In the wake of the uprising last year, mutual aid in the Twin Cities was a topic of conversation like never before. New grassroots organizations with an emphasis on solidarity, not charity, popped up across Minneapolis and St. Paul, feeding more and more people in a climate of increasing food insecurity throughout Minnesota.
(If you’re not familiar with mutual aid, Civil Eats has a wonderful story on how these groups fed Minneapolis last year.)
Many of those new volunteer-led organizations moved into buildings that were unused due to COVID-19 closures. Now, as the city reopens and spaces are occupied again, some of those groups are on the move.
The Phillips Community Free Store, which started at the Grease Pit bike shop last spring before moving to Walker Community United Methodist Church, had its last week of distribution from the Phillips neighborhood church in mid-August. Community Aid Network MN, which has been based out of the Children’s Theatre Company since October, is also looking for a new place for storage, prep, and distribution.

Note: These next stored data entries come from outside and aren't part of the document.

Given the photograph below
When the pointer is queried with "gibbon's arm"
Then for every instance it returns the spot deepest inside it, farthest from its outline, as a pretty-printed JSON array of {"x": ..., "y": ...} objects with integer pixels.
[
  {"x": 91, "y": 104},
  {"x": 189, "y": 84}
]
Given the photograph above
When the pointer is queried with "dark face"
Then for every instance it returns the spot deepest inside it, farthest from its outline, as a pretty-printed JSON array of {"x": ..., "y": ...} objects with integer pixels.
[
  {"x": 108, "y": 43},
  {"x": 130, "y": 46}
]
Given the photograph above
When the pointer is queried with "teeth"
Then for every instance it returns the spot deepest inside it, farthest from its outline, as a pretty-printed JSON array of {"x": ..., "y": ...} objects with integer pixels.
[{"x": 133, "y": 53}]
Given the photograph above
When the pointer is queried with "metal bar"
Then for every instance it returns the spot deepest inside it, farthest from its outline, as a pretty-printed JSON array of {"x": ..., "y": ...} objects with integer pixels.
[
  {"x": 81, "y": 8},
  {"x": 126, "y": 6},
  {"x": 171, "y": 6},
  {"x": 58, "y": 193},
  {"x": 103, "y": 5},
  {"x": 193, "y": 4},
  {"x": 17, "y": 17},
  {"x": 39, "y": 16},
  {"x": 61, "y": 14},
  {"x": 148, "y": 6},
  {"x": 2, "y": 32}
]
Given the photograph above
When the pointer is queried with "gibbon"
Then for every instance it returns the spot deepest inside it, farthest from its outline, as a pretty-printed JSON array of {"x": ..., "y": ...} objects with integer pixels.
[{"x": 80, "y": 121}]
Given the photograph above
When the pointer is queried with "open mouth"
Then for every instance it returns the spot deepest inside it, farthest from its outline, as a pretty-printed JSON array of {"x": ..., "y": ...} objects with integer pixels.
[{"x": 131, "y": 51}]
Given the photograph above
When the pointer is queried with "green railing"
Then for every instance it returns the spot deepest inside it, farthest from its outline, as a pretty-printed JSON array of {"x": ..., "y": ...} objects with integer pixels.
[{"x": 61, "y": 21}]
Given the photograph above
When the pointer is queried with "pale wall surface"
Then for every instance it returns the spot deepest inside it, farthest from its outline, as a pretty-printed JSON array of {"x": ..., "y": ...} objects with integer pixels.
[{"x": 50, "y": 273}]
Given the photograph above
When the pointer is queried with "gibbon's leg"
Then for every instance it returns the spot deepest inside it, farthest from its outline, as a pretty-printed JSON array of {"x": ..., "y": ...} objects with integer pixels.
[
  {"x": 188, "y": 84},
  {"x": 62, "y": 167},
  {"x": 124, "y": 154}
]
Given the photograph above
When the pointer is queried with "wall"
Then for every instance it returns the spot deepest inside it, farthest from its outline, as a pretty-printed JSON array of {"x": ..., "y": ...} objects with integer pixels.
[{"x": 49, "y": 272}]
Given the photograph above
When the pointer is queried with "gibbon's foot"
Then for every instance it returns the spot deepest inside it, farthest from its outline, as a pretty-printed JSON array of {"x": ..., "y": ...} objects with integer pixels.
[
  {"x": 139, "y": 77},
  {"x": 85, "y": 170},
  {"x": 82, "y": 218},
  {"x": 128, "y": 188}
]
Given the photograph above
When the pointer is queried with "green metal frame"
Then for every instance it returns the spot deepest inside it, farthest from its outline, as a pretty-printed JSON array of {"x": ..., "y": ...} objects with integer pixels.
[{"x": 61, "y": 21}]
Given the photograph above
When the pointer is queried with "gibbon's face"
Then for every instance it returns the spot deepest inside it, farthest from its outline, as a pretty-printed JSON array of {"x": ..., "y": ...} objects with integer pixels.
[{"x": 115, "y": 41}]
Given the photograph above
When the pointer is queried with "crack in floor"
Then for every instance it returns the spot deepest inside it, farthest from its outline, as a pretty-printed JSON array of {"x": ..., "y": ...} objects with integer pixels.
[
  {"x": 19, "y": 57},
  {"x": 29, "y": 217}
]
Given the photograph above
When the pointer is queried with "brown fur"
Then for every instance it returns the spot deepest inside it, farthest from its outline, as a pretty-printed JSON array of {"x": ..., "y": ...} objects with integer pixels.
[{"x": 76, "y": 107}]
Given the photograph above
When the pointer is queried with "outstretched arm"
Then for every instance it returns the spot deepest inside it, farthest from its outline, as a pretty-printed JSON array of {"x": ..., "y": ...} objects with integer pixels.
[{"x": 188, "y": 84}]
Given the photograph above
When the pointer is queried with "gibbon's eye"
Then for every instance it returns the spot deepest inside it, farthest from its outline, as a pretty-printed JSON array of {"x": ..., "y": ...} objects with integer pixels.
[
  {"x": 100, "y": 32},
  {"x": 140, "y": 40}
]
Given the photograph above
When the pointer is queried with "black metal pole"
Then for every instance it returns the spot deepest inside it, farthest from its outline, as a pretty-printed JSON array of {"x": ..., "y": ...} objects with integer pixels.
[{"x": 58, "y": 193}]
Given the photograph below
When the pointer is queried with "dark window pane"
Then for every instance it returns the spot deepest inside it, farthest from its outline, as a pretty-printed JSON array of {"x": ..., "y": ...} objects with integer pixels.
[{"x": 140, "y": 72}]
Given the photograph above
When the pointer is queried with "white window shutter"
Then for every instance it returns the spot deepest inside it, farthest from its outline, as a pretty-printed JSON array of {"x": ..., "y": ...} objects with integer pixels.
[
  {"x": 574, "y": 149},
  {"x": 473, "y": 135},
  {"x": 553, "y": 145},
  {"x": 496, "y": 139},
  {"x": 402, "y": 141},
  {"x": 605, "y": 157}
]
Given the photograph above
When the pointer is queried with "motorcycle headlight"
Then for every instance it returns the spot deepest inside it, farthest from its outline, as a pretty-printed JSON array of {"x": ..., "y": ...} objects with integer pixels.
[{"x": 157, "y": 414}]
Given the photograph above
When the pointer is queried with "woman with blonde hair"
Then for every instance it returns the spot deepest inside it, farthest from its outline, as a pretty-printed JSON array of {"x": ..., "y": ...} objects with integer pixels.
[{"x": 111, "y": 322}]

Flexibility is key for groups like CANMN, which formed in September 2020 as a coalition of volunteers from three different mutual aid distribution sites in Whittier. “We had all started doing this work in June during the height of the uprising, when so many stores were closed and lots of people were out of work due to COVID,” explains Kelly Petersen, one of CANMN’s lead volunteers.
Each of the three were operating out of temporary spaces, and at the end of the summer, they all found themselves without a building. A volunteer with a connection at CTC, which is located inside the Minneapolis Institute of Art, was able to get them into that space.
On the first distro day out of Mia, three families came through. This August, between in-person distribution and Saturday home delivery, they served almost 300 families a week.
“At first we did a shopping model and had people come in and choose what they wanted, but we switched to a drive up model in November due to coronavirus concerns,” Petersen explains. “Over the winter, several talented CANMN volunteers created our website and an online ordering app so we could begin offering home delivery.”
But now that the theater needs its space back for programming and shows this fall, CANMN is on the hunt for new digs. They’re on a hiatus right now, and the hope is to move into a home as soon as possible so they can haul over and organize their inventory and figure out a new workflow for in-person distribution and delivery.
The Phillips Free Store is looking for a space that’s wheelchair accessible and near a bus line, on the first floor or has a large elevator, and that’s low rent, COVID-conscious, and spacious enough to assemble deliveries (so at least 24’x64′). They’ll need to use the space—ideally located in Phillips—at least twice a week, and would like to have bathrooms.
That list is similar for CANMN: They’re hoping for a 1,600-square-foot space in Whittier, with electricity and on-site bathrooms, as well as heat and air conditioning. The location should be easily accessible by public transportation and have parking for folks who pick up orders on-site.
“One of the guiding principles behind our org is that access to aid should be barrier free,” says lead volunteer Jae Yates. Many of their visitors arrive on foot or via public transportation, so it’s important to have a pedestrian-friendly space with a bus stop nearby. But the pickup model has been convenient for people who have cars, which is why they’d also like to have ample parking.
“We have worked hard to listen to community members about how we can make getting supplies as easy as possible,” Yates says, “so the needs list for the space is really focused on finding somewhere that enhances access in as many ways as possible.”
“We also feel that our own space can help us be a more sustainable fixture in the community,” Petersen says. They’re serving more people than ever, and their core volunteer leadership team has grown from six to about 10, with a base of non-lead volunteers of around 40 people who come in weekly or biweekly. “We’d be able to set more convenient hours, for example, as well as more easily modify our distribution model if necessary.”
They’ve got their eyes on some vacant buildings in the area, including the Wedge Table, a space they’d looked at during their last search. The hope is to return in October, when they’ll need more volunteers, especially folks who represent the demographics they serve. “We want our work to be sustained by the community, and it’s clear this is a need that traditional nonprofits aren’t filling,” Yates says.
To that end, you can reach out to their group on Facebook, Instagram, and Twitter, or email them at firstname.lastname@example.org—whether you’ve got a lead on a new space or want to donate or volunteer. (Signal boosting stuff like this goes a long way!) The Phillips Community Free Store is accepting leads at email@example.com. Not located in south Minneapolis? The Twin Cities Mutual Aid Map is a great resource for people who want to get involved in other ways, across the Twin Cities.
“If we want to build something better we need the community to invest in us, be that with their time, finances, skills, or connections,” Yates says. “We want more people to get involved, so anyone is welcome whether they have experience doing mutual aid or not.”